Ocean water has already carved contoured troughs that extend all the way from the edge of Totten’s ice shelf to its bedrock 77 miles inland, and as deep as 2 miles below sea level. The last time Totten Glacier—whose melting could raise sea levels as much as all of West Antarctica—collapsed into the ocean, about 3 million years ago, it raised global waters by 20 to 30 feet.
Understanding the chances of that happening again is going to take some serious supercomputing. But the interplay between wind, water, and ice in the Antarctic is only just beginning to be incorporated in global sea level projections. When the Intergovernmental Panel on Climate Change put out its most recent report in 2013, it didn’t include any information on changing ice sheet melt in the Antarctic—partly because no one understood the mechanisms very well back then, and partly because computers just weren’t powerful enough. At the time, the IPCC estimated that sea levels would rise 3.3 feet by 2100.
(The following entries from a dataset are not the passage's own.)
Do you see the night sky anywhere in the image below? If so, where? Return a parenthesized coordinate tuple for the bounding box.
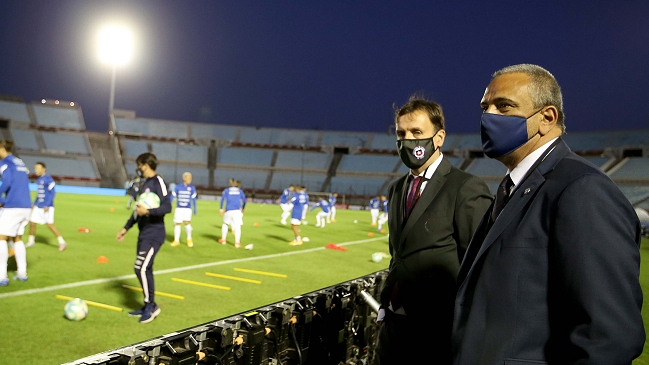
(1, 1, 648, 134)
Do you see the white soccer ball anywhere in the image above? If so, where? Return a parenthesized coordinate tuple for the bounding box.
(302, 237, 310, 242)
(302, 220, 308, 225)
(354, 220, 358, 223)
(371, 252, 383, 263)
(64, 298, 88, 321)
(137, 192, 161, 209)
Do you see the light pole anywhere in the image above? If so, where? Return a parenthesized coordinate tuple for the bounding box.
(98, 25, 133, 131)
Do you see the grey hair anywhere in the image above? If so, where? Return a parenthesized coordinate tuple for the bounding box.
(493, 64, 565, 132)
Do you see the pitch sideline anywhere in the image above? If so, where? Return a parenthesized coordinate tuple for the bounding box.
(0, 236, 387, 300)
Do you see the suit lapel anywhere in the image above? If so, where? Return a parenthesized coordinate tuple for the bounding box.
(457, 140, 571, 293)
(398, 158, 451, 251)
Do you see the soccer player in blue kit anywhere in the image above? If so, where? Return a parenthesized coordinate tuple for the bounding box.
(170, 172, 197, 248)
(327, 192, 338, 223)
(278, 184, 294, 225)
(289, 185, 309, 246)
(26, 162, 67, 251)
(309, 197, 331, 228)
(0, 140, 32, 286)
(116, 153, 171, 323)
(377, 194, 388, 232)
(368, 195, 381, 226)
(219, 179, 246, 248)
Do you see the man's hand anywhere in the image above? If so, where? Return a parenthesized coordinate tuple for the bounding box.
(44, 206, 49, 212)
(135, 203, 149, 216)
(219, 209, 225, 216)
(116, 228, 127, 242)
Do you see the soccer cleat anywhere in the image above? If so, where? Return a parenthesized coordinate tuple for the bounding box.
(371, 222, 377, 226)
(234, 242, 241, 248)
(218, 239, 227, 244)
(280, 219, 287, 225)
(170, 240, 180, 247)
(58, 244, 66, 252)
(25, 241, 35, 248)
(288, 240, 303, 246)
(331, 219, 336, 222)
(187, 239, 193, 248)
(139, 303, 161, 323)
(0, 278, 9, 286)
(12, 275, 28, 282)
(128, 305, 146, 316)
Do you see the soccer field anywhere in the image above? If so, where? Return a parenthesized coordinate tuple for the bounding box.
(0, 193, 391, 364)
(1, 193, 648, 364)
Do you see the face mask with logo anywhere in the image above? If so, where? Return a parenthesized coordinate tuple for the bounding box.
(396, 132, 439, 170)
(480, 108, 543, 159)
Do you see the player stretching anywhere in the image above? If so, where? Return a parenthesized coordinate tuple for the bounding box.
(116, 153, 171, 323)
(26, 162, 67, 251)
(369, 195, 381, 226)
(327, 192, 338, 223)
(0, 140, 32, 286)
(219, 179, 246, 248)
(289, 186, 309, 246)
(377, 195, 388, 232)
(278, 184, 294, 225)
(170, 172, 197, 248)
(310, 197, 331, 228)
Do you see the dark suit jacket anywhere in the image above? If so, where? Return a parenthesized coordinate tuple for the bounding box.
(380, 157, 492, 334)
(452, 139, 645, 365)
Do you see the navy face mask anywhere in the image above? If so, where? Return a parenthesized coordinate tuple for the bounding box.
(396, 131, 439, 170)
(480, 108, 543, 159)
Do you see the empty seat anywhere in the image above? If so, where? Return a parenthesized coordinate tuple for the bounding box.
(32, 105, 84, 129)
(0, 100, 30, 123)
(275, 151, 331, 170)
(41, 132, 90, 154)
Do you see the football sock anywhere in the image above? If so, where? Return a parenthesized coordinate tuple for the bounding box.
(8, 240, 14, 251)
(185, 224, 192, 240)
(0, 240, 7, 279)
(295, 236, 301, 242)
(281, 211, 290, 221)
(14, 241, 27, 277)
(27, 235, 35, 245)
(57, 236, 66, 245)
(233, 224, 241, 243)
(174, 225, 181, 241)
(221, 224, 228, 240)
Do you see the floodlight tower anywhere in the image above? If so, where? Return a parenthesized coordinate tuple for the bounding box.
(98, 25, 133, 132)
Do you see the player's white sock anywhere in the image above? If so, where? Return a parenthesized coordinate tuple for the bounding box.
(14, 241, 27, 278)
(185, 224, 192, 240)
(28, 235, 35, 245)
(57, 236, 66, 245)
(321, 219, 326, 228)
(221, 224, 228, 240)
(233, 224, 241, 243)
(316, 216, 321, 227)
(281, 211, 290, 222)
(295, 236, 301, 242)
(0, 240, 7, 280)
(174, 225, 181, 241)
(8, 240, 14, 251)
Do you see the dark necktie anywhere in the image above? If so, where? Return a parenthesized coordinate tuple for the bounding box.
(405, 176, 422, 219)
(491, 175, 514, 223)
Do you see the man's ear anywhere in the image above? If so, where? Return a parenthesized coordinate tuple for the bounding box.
(539, 106, 558, 135)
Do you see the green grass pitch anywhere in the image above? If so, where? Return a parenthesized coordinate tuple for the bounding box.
(1, 193, 647, 364)
(0, 193, 391, 364)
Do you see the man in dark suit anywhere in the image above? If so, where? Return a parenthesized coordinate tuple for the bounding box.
(452, 64, 645, 364)
(374, 97, 492, 364)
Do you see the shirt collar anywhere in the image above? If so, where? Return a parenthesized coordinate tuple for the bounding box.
(409, 152, 444, 180)
(509, 138, 559, 187)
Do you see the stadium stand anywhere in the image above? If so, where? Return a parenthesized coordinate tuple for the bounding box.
(269, 171, 326, 192)
(0, 100, 31, 123)
(32, 104, 85, 130)
(19, 154, 99, 180)
(337, 154, 401, 174)
(274, 150, 331, 170)
(609, 157, 649, 180)
(218, 147, 274, 167)
(271, 129, 319, 147)
(329, 175, 392, 196)
(9, 128, 40, 150)
(561, 131, 613, 152)
(320, 131, 367, 147)
(41, 131, 91, 155)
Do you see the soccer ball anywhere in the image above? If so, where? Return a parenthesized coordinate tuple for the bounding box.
(64, 298, 88, 321)
(371, 252, 383, 263)
(137, 192, 160, 209)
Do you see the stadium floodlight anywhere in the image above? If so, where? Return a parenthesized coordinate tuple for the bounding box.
(98, 25, 133, 130)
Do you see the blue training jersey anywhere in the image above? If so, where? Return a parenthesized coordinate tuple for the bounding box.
(329, 194, 337, 206)
(291, 191, 309, 219)
(172, 183, 197, 212)
(34, 173, 56, 208)
(382, 199, 388, 213)
(369, 197, 380, 210)
(310, 199, 331, 214)
(0, 154, 31, 208)
(221, 187, 246, 211)
(279, 188, 292, 204)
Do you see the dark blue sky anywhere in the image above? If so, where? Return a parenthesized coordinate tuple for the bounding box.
(1, 1, 648, 134)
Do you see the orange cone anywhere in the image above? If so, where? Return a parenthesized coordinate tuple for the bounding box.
(96, 256, 109, 264)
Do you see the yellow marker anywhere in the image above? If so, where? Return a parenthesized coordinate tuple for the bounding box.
(233, 268, 287, 278)
(172, 278, 231, 290)
(55, 295, 123, 312)
(205, 272, 261, 284)
(121, 284, 185, 300)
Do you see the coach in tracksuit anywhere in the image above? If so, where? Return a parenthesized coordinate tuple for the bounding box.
(116, 153, 171, 323)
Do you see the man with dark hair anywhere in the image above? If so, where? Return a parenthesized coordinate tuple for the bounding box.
(219, 178, 246, 248)
(26, 162, 67, 251)
(0, 140, 32, 286)
(116, 153, 171, 323)
(452, 64, 644, 364)
(374, 97, 492, 364)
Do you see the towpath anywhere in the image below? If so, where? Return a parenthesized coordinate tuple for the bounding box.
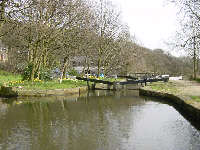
(173, 80, 200, 97)
(143, 79, 200, 109)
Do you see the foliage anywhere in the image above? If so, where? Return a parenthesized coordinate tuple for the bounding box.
(39, 67, 52, 81)
(68, 69, 79, 76)
(22, 64, 33, 81)
(168, 0, 200, 79)
(195, 78, 200, 83)
(190, 96, 200, 102)
(22, 64, 52, 81)
(0, 0, 195, 79)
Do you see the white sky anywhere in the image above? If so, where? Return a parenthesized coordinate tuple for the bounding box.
(111, 0, 179, 51)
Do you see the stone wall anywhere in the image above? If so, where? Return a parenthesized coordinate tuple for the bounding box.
(0, 86, 88, 97)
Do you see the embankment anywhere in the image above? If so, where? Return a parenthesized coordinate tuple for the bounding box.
(0, 86, 88, 97)
(139, 86, 200, 128)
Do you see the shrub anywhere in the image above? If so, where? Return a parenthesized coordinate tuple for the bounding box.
(68, 69, 79, 76)
(22, 64, 52, 81)
(39, 67, 52, 81)
(22, 64, 33, 80)
(196, 78, 200, 83)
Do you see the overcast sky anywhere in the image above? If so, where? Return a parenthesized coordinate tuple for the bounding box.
(111, 0, 179, 51)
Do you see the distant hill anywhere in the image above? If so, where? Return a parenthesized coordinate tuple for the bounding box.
(127, 45, 193, 76)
But some scientists now think that number should be double. By marrying some of the previously underappreciated local ice sheet dynamics with global climate data, a 2016 analysis in Nature found that Antarctica alone could contribute an additional 3.3 feet of water before the end of the century.
It’s just a start. There’s still a ton scientists don’t know about how winds will change in Antarctica, or anywhere else for that matter. And they say that’s probably the single-most significant unknown in the already hyper-complicated arithmetic of predicting sea level rise. Does the flap of a butterfly’s wings in Brazil set off a continent-wide collapse of ice into the Southern Ocean? Maybe. But only if it blows from the west.